Eine Reise ins Licht - Wegspuren zur Landschaftskunst von Rudolph Distler

 
   
Was zuerst ergreift, ist die Magie des leeren Raumes: Flächenweite, bilderfüllende Schneefelder, die den Malprozess in eine Variationenfolge über das Thema Weiß verwandeln. Endlose, zumeist verhangene Himmel. Irisierende Wasserspiegel. Abendfärbungen als Timbrestudien zum Übergang vom Purpur hin zum Blau. Malereien, die zuweilen eher Barnett Newmans monochromen Flächen und den Farbräumen Mark Rothkos gleichen als den Stereotypen traditioneller Landschaftskunst. Manch einem dieser Aquarelle möchte man den Titel geben: "Who's afraid of White, Azure and Grey?".

Wären da nicht jene schmalen, aber ungeheuerlich präsenten visuellen Brücken.

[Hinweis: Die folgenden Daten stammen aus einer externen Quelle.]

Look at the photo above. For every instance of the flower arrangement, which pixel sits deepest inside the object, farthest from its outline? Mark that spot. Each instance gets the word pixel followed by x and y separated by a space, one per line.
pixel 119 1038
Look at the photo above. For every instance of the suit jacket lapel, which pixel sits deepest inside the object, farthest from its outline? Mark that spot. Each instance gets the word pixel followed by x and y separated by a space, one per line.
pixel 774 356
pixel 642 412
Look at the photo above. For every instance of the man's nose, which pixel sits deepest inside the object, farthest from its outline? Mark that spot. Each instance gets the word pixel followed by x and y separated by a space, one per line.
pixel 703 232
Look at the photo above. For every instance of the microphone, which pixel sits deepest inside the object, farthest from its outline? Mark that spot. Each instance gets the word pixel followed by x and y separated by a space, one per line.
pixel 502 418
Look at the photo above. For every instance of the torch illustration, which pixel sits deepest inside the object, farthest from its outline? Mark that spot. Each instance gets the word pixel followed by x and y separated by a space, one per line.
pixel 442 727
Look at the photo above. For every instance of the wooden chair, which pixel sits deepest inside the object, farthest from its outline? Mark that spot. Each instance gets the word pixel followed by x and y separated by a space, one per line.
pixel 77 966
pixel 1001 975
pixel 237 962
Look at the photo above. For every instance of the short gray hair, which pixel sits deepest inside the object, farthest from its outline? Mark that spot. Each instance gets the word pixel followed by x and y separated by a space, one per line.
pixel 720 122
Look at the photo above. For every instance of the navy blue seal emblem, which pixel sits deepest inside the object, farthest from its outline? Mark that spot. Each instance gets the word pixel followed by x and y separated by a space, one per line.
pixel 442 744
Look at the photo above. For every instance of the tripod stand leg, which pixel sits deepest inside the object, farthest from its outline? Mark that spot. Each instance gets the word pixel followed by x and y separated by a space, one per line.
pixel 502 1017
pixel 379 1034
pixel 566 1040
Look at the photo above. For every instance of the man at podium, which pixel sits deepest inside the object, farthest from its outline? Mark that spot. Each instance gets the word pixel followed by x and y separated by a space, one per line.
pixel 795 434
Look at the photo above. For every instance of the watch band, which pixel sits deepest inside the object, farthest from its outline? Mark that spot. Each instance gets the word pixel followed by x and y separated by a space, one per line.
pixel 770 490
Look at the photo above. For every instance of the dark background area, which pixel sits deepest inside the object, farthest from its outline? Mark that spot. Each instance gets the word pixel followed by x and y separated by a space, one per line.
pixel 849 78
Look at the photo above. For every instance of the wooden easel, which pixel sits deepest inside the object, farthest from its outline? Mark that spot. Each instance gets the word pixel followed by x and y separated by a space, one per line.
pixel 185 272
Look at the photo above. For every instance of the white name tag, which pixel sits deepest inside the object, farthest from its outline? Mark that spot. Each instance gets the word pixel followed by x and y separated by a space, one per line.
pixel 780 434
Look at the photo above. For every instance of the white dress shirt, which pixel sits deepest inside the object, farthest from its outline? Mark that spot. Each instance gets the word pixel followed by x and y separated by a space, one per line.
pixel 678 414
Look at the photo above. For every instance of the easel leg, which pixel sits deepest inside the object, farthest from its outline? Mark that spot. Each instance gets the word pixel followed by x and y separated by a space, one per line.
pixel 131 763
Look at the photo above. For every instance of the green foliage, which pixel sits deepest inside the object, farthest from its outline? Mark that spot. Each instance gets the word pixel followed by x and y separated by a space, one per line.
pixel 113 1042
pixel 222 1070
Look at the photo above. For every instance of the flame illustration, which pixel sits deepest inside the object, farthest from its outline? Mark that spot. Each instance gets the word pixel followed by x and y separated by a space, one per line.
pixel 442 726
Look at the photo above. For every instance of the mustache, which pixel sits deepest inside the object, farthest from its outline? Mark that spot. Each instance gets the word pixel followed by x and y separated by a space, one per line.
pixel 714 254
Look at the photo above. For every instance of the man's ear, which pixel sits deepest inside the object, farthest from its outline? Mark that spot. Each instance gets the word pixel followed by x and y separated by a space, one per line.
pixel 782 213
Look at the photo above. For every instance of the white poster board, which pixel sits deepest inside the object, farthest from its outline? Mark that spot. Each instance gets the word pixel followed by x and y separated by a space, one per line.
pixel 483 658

Jene Zwischenfelder im Grenzraum streng gegliederter Horizontalen - Zonen, in die mit der Überdeutlichkeit des Traumes eine unerhörte, so noch nie gezeigte Landschaft einbricht: Hügelketten und verschneite Berge, halb noch überdeckt und ausgelöscht von Nebelwänden. Schemen eigentlich. Aber zugleich so klar, dass wir noch jedes Gehöft und jeden Baum des Samerberges zu erkennen meinen.

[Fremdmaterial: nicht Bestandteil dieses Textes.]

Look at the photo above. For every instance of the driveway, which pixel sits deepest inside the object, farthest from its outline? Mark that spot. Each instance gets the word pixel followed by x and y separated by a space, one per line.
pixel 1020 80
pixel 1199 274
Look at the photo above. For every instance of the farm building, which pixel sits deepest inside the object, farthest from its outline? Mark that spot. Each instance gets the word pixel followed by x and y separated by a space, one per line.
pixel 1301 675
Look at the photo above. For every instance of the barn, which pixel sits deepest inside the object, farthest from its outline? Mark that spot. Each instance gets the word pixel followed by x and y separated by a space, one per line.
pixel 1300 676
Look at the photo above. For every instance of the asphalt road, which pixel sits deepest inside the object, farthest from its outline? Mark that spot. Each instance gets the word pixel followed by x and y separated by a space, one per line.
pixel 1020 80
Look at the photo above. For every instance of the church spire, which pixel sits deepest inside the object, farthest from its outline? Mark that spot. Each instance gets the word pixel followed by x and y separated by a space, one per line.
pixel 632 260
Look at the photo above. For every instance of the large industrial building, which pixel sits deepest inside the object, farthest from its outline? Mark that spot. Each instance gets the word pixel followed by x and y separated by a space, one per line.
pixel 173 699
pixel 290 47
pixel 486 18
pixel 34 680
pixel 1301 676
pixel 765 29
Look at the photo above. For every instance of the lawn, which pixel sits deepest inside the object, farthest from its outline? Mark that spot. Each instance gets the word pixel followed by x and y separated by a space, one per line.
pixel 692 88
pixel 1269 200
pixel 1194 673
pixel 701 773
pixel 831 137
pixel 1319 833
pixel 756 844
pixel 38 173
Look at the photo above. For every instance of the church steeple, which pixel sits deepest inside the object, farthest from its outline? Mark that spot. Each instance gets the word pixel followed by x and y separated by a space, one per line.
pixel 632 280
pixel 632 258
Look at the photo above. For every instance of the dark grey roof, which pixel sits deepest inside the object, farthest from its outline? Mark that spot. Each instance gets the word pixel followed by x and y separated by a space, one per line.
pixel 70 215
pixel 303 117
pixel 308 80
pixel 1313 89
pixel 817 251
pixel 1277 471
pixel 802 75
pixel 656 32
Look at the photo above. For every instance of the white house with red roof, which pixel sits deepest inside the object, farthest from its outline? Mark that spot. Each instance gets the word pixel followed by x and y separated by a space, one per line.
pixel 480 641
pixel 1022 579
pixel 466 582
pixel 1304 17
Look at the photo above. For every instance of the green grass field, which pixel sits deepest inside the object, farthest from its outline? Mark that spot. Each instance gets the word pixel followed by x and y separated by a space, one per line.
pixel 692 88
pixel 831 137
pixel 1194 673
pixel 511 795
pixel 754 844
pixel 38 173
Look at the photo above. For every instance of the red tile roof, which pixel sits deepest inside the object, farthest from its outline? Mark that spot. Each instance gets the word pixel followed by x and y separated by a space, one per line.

Bilder aus dem Chiemgau? Nein, nichts wäre falscher. Denn gewiss sind dem Detail, sind Blatt und Nadelwerk selbst der entferntesten Bäume, sind den Maserungen im gebleichten Holz eines Stadels, sind der Grasnabe der Wiesen malerische Monumente einer äußersten Genauigkeit gewidmet. Und gewiss sind diese Aquarelle ganz und gar durchdrungen von der sanften Rhythmik der Chiemgauer Landschaft. Doch sie sind nicht deren Abbild. Das vermeintliche Fotografische erweist sich als Augentrug. Die Bilder zeigen nicht die Wirklichkeit des Augenblicks. Sie sind streng konstruktiv: erwogene, entwickelte Erfindungen des Ateliers und der Ästhetik; Formvisionen, denen die altbayerische Voralpen-Wirklichkeit allein die Muster ihres Mantels lieh.

Denn wären sie nur Landschaft - ihre Themen würden sich sehr rasch erschöpfen: Wiesen, Berge, Himmel, Wasserflächen und Gehöfte. Doch sie sind Versuchsanordnungen für reine Malerei, präzise Variationen über Räume und Farbharmonien, die sich gleichsam im kleinstmöglichen Zitat der Wirklichkeit als Landschaft zu erkennen geben: frei von jedem Hauch des Genrehaften, ganz allein sie selbst in strenger Absolutheit. Wohl entwickeln diese Farbräume sich ihre Themen, ihrer Rhythmik "nach der Natur". Und dennoch ist ihr vermeintlicher Hyperrealismus in Wahrheit dessen radikalste Abstraktion. Es geht - wenn auch mit singulärer Delikatesse und Differenzierung - um die magische Monochromie der Ebenen, denen apercuhaft ein paar Striche den Schein äußerster Bedeutung und auch Wirklichkeit verleihen: Maisstoppeln, Zaunpfähle, ein im Hintergrund entgrenzter Waldsaum. Mehr braucht diese Meisterkunst sinnstiftender Details nicht, um uns in den Raum ihrer Ideen hineinzuziehen. Und erst der Moment des Kippens, der vermeintlich überscharf vortretenden Gewissheit im ganz Ungewissen, der gerade noch nicht stürzenden Balance gibt den Gemälden ihren Zauber und die Sogkraft ihrer Doppeldeutigkeit.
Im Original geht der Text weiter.